While you will likely see creative efforts like Rewrite Their Future, where a new Chinese character was sought, one that would remind/teach the public that Ivory isn't simply "Elephants teeth" but also certain death for the elephant, winning in Cannes soon - Kenya has created a bigger idea.
To stop the poaching, the Kenyan government will publicly burn a stockpile of Ivory, weighing more than 100 tons. The authorities have spent the past month assembling ivory from some 10,000 elephants into a dozen pyres. These captured tusks intended for trade have gathered dust for decades, but authorities will destroy them all in a spectacular message to poachers. Ivory is now worthless, when it's not on a live elephant.
Part funeral pyre, part massive PR stunt, burning this much Ivory at one time really brings home the scale of the poaching. While it's difficult to quantify casualties based on the intercepted Ivory, one can by looking at the piles better imagine all those missing elephants. If they were walking across the African savannah, trunk to tail, they’d stretch for more than 30 miles, according to National Geographic explorers-in-residence Dereck and Beverly Joubert.
The Kenyan stockpile is worth upwards of $100 million and South Africa is sitting on nearly $2 billion in rhino horn. But an elephant is worth more alive than dead, if a pair of tusks can bring $20,000, a live elephant brings in nearly $1.6 million over the course of its lifetime.
“Kenya’s elephants are worth more alive,” said Rob Brandford, the UK Director of the David Sheldrick Wildlife Trust. “People talk about the value of the ivory to be destroyed, however it’s true value is only to the elephant from which it was taken.”

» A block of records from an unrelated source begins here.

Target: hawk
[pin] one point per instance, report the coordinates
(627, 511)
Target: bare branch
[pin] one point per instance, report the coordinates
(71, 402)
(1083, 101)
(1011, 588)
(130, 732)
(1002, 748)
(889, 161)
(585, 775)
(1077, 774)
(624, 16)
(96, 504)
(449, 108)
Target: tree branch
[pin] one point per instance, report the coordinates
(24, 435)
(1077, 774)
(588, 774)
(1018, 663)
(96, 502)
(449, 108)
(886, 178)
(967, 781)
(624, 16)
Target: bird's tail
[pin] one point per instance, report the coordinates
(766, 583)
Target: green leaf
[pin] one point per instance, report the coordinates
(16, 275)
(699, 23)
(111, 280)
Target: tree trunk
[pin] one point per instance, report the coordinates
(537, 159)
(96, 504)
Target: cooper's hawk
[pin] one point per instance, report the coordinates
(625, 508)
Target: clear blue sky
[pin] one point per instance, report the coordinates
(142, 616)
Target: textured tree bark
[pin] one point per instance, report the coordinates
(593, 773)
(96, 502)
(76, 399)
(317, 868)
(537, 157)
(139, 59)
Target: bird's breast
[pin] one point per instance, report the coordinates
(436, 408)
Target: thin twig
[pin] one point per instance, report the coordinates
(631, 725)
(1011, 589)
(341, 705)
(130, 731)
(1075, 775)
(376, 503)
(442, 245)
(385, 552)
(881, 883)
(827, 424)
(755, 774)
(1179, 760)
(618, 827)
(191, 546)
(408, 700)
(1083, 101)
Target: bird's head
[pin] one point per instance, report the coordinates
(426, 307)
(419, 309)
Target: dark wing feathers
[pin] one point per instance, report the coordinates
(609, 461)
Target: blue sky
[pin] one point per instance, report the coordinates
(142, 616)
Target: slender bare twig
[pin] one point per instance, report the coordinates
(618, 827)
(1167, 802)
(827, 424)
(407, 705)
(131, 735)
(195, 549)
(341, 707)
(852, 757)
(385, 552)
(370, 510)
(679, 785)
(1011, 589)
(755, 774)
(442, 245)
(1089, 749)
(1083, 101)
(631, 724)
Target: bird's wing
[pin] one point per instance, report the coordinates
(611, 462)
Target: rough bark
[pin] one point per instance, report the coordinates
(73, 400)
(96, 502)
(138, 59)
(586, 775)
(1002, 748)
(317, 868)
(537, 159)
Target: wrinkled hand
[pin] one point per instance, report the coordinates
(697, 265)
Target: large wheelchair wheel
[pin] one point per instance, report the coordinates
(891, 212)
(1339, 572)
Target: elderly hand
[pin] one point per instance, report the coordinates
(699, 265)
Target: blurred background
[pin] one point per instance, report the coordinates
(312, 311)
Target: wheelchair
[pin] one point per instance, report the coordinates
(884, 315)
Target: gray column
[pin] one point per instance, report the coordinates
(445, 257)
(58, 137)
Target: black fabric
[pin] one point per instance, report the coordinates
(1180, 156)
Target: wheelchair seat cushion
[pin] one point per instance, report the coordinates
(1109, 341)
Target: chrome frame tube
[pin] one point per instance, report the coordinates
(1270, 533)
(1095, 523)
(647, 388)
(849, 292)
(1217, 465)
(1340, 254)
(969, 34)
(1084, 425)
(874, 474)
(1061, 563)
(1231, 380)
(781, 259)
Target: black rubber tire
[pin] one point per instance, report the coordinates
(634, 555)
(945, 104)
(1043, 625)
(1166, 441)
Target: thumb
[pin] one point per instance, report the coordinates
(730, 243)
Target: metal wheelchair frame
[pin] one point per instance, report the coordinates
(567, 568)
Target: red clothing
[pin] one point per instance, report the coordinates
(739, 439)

The scale of this burn will be impossible for international press to ignore, it has to get media attention in markets where Ivory is a hot trade, such as China. Consumers there might not know that an elephant has to die for them to get their tusks, but an Ivory Funeral pyre brings this message home loud and clear in every language.
Very creative, Kenya. And very bold. The people who made this stunt possible should all get a raise and a cold beer.